En el siglo XX, Chile vivió gran parte de su experiencia colectiva entre la inestabilidad y la desigualdad social. Todo parecía cambiar cuando Salvador Allende (el primer presidente marxista elegido constitucionalmente) ganó las elecciones presidenciales de 1970. Su visión ejecutiva buscaba crear un auténtico gobierno democrático para servir al pueblo chileno, no a las empresas trasnacionales que promovían a la esclavitud como un estándar laboral.
Lamentablemente, los intereses más afectados fueron los de Estados Unidos, y fue así que el Estado imperialista de Richard Nixon llevó a cabo un sangriento golpe de estado, responsable de un saldo de tres mil 758 chilenos asesinados y desaparecidos.
Nostalgia de la luz (2010), de Guzmán, es paralelamente un retrato y una reflexión sobre lo que la luz y el cosmos nos pueden revelar de nuestra propia humanidad.

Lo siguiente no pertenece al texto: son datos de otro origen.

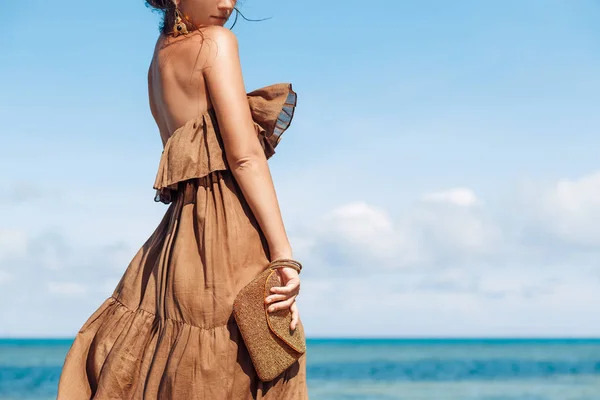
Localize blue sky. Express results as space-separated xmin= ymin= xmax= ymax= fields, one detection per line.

Desde las primeras imágenes nos podemos dar cuenta que estamos en las manos de un maestro absoluto del medio cinematográfico. Complementado por la fotografía de Katell Djian y la música de José Miguel Miranda y José Miguel Tobar, la película nos transporta por un viaje inédito, alimentado por un símil extraordinario entre el espacio y las estrellas, y la compleja, en ocasiones destructiva, condición humana.
Como punto de partida a través de su fascinación por la astronomía, Guzmán nos cuenta dos historias que convergen, por momentos de manera devastadora por otros inspiradores, una es la del impactante observatorio ALMA en el eterno desierto de Atacama y la segunda es la búsqueda de las mujeres por los restos de sus seres queridos, asesinados en el régimen de Pinochet. En el Atacama enterraron a muchos de los prisioneros políticos —la misma extensión de la tierra que como dice el propio Guzmán es “una puerta al pasado”— donde se construyeron estos enormes telescopios, dado que es el único lugar en la tierra donde se puede apreciar nuestro sistema solar con tanta luminosidad.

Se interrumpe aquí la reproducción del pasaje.